Enamel was used in jewellery, applied to metal, from very early on: there are examples in the Tomb of Tutankhamun of c. 1325 BC. Enamel was also used to decorate glass by the time of the Roman Empire. Applied to pottery, it is first seen in Persian mina'i ware from the late 12th century, using a group of seven main colours. Presumably the potters learnt the technique from glassmakers.

Slightly later it appeared in Chinese ceramics in Cizhou stoneware from as early as the 13th century, with use on porcelain following within a century, though it did not become predominant until later, and the full possibilities were not realized until the 17th and 18th centuries in the famille jaune, noire, rose, verte group of palettes. Some techniques use thin metal leaf, including mina'i ware as well as the more usual pigments, which are typically applied in a liquid or paste form, painted by brush, or using stencils or transfer printing.

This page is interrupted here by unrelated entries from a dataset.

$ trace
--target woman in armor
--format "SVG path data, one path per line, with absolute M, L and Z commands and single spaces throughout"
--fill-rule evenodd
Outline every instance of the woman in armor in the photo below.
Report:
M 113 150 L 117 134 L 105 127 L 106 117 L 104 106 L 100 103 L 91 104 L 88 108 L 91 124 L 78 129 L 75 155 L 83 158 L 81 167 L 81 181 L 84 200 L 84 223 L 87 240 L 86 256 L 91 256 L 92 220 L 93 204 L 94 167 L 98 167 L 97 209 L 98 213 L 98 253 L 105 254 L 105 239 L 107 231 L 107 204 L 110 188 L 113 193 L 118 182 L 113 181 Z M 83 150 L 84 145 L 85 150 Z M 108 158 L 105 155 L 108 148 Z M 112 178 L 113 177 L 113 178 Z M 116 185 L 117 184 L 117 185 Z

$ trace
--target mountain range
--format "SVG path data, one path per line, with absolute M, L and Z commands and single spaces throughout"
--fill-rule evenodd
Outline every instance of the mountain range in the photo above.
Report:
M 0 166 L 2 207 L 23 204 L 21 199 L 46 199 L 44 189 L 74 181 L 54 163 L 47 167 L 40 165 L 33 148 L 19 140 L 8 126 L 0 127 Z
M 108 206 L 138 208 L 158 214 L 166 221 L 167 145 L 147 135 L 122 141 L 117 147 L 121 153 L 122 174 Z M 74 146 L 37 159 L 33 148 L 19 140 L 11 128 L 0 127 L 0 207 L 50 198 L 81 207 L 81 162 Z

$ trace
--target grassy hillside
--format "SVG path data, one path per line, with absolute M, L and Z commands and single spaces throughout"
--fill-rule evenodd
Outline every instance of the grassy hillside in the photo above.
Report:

The Japanese kakiemon style, and other Japanese styles, used the technique from at least the second half of the 17th century. The technique was also developing in Europe, firstly in what the French called petit feu faience, and in the 18th century in porcelain, and there appears to have been some influence in both directions between Asia and Europe. From about 1770 to the mid 20th century it was the dominant decorative technique in expensive pottery, mostly porcelain, made in Europe, East Asia, and (to a lesser extent) North America.

In 18th-century England, where the technique was developed, the earliest forms of transfer printing on pottery, for example by Sadler & Green in Liverpool, were overglaze, although by the end of the century it was normal to print as underglaze.

Today overglaze decoration is much less commonly used, other than in traditionalist wares, as the range of colours available in underglaze has greatly expanded. Overglazes called "lusters" are still used for achieving special effects, such as iridescence of mother-of-pearl overglazes or metallic look of overglazes made with metal (eg. gold) particles.

==Muffle kilns==
The kiln used for the second firing is usually called a muffle kiln in Europe; like other types of muffle furnaces the design isolates the objects from the flames producing the heat (with electricity this is not so important). For historical overglaze enamels the kiln was generally far smaller than that for the main firing, and produced firing temperatures in the approximate range of 750 to 950 °C, depending on the colours used. Typically, wares were fired for between five and twelve hours and then cooled over twelve hours.